Kivora Operations Team · Reviewed by KVRA

Order fulfilment workflow for a South African online store

Updated 2026-07-16 · 4 min read

Quick answer

A simple fulfilment workflow moves an order through clear states: received, payment confirmed, stock reserved, picking, packed, handed to collection or delivery, delivered, and closed. Exceptions such as failed payment, unavailable stock, address changes, failed delivery, cancellation, or return should leave the normal queue and receive an owner and next action.

The purpose of order states is to tell the team what is true and what happens next. A long status list is not useful if two people interpret it differently. Start with a small normal path, then manage unusual cases separately.

The exact payment and delivery providers may differ. The operating control is the same: do not promise, pick, refund, or close work from an assumption when a provider or customer confirmation is still outstanding.

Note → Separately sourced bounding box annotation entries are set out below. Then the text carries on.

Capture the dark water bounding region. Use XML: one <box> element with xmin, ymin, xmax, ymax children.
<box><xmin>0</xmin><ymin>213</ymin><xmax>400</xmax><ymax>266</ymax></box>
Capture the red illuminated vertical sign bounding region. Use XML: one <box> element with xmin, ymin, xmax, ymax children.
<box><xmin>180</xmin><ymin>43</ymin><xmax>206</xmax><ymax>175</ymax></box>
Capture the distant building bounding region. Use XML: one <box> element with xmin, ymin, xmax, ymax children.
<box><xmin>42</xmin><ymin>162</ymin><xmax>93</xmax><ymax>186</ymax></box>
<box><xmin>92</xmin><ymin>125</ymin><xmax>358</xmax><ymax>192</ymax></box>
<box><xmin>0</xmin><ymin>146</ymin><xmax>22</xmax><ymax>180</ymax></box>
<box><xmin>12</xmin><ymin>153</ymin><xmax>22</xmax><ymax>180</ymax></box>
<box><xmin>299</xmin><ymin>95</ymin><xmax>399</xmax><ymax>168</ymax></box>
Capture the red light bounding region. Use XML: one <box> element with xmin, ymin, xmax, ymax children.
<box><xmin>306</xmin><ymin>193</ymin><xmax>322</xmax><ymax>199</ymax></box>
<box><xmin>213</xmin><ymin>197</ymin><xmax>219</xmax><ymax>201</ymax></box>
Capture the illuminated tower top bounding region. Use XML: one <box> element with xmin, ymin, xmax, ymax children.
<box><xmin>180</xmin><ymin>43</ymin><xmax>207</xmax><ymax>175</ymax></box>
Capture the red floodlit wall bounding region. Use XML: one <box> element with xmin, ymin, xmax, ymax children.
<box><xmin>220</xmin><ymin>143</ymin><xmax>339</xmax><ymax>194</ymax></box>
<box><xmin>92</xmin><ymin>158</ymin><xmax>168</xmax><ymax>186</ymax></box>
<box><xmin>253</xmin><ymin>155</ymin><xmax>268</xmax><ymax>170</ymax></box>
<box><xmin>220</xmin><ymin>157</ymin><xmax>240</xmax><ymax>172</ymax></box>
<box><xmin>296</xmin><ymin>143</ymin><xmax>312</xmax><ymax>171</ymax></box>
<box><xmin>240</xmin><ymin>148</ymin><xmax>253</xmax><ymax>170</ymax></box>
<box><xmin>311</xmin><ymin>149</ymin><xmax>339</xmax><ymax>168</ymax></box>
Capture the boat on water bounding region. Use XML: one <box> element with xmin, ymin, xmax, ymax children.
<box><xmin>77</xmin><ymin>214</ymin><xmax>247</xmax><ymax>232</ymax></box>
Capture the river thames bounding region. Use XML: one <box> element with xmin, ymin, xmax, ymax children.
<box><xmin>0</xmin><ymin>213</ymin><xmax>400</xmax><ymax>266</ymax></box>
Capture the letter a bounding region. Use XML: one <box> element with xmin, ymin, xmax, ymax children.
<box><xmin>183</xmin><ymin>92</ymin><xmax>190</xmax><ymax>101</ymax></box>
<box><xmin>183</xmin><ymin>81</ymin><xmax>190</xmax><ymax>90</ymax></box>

1. Receive and review the order

Capture a stable order reference, customer contact details, delivery or collection choice, order lines, quantities, prices, and the expected total. Check for obvious address, contact, product, and quantity problems before the order enters fulfilment.

  • Keep the original order reference visible in customer and internal messages.
  • Separate customer notes from verified fulfilment instructions.
  • Flag unusual quantities, incompatible combinations, or missing delivery details.

2. Confirm payment state

Treat received, pending, paid, failed, cancelled, and refunded as different states. Use the payment provider's verified result or the approved internal process; do not use a screenshot or customer message as the only confirmation when a system result is expected.

Keep the store's customer payment separate from the business's platform subscription or other operating charges. This makes reconciliation and customer support clearer.

  • Release paid orders to fulfilment.
  • Hold pending payments with a clear review time.
  • Close failed or cancelled payments without reducing real stock permanently.
  • Record refund state separately from return receipt and order closure.

3. Reserve stock and prepare picking

Reserve stock when the business's payment and cancellation rules say the order is ready. The picking view should show the product reference, product name, variant, quantity, and any handling note needed to supply the correct item.

If stock is unavailable, stop the normal path. Decide whether the customer will wait, accept a substitute, receive a partial fulfilment, or cancel. Record the customer's decision before changing the order.

  • Reduce the risk of selling the same limited stock twice.
  • Use a second check for similar variants or high-value items.
  • Record substitutions and partial fulfilment explicitly.

4. Pack and hand over

Packing confirms that the physical contents match the order. Use packaging that protects the item through the chosen delivery method, and include only the customer information needed for the hand-off.

Record who packed the order, when it was packed, and the collection or courier reference when one exists. The hand-off state should mean the parcel actually left the business or entered the agreed collection process.

  • Check item, variant, quantity, condition, and required inserts.
  • Confirm the delivery label against the order before sealing.
  • Send the customer a useful update with the next expected step.
  • Store proof of hand-off where the support team can find it.

5. Manage delivery exceptions

Do not leave a failed attempt, delayed parcel, damaged parcel, or address problem in the normal delivered queue. Assign the exception to a person, record the next contact or provider action, and give the customer a clear update when the expected timing changes.

Repeated exceptions are process signals. Review whether the cause is poor address capture, unclear delivery areas, weak packaging, late hand-off, stock mismatch, or a provider problem.

  • Use one exception list across delivery and customer support.
  • Keep provider evidence and customer communication linked to the order.
  • Escalate by age and customer impact, not only by who notices first.

6. Close, return, or refund

Close an order when the fulfilment result and any required customer or provider confirmation support it. A return request starts a separate controlled path: request received, eligibility reviewed, return method agreed, item received where required, condition checked, resolution approved, and refund or replacement completed.

Keep the return, refund, and stock decision visible as separate facts. A refund can be pending after an item is received, and a returned item should not be placed back into sellable stock without a condition check.

  • Record the reason without forcing a misleading category.
  • Confirm the approved resolution and responsible person.
  • Reconcile the payment result and the stock result.
  • Use the reason to improve product information, packing, or delivery rules.

How this guide was prepared

Prepared from the payment-state, order, fulfilment, delivery, return, and exception workflows Kivora implements and maintains. It is operational guidance, not a claim about customer performance or legal advice.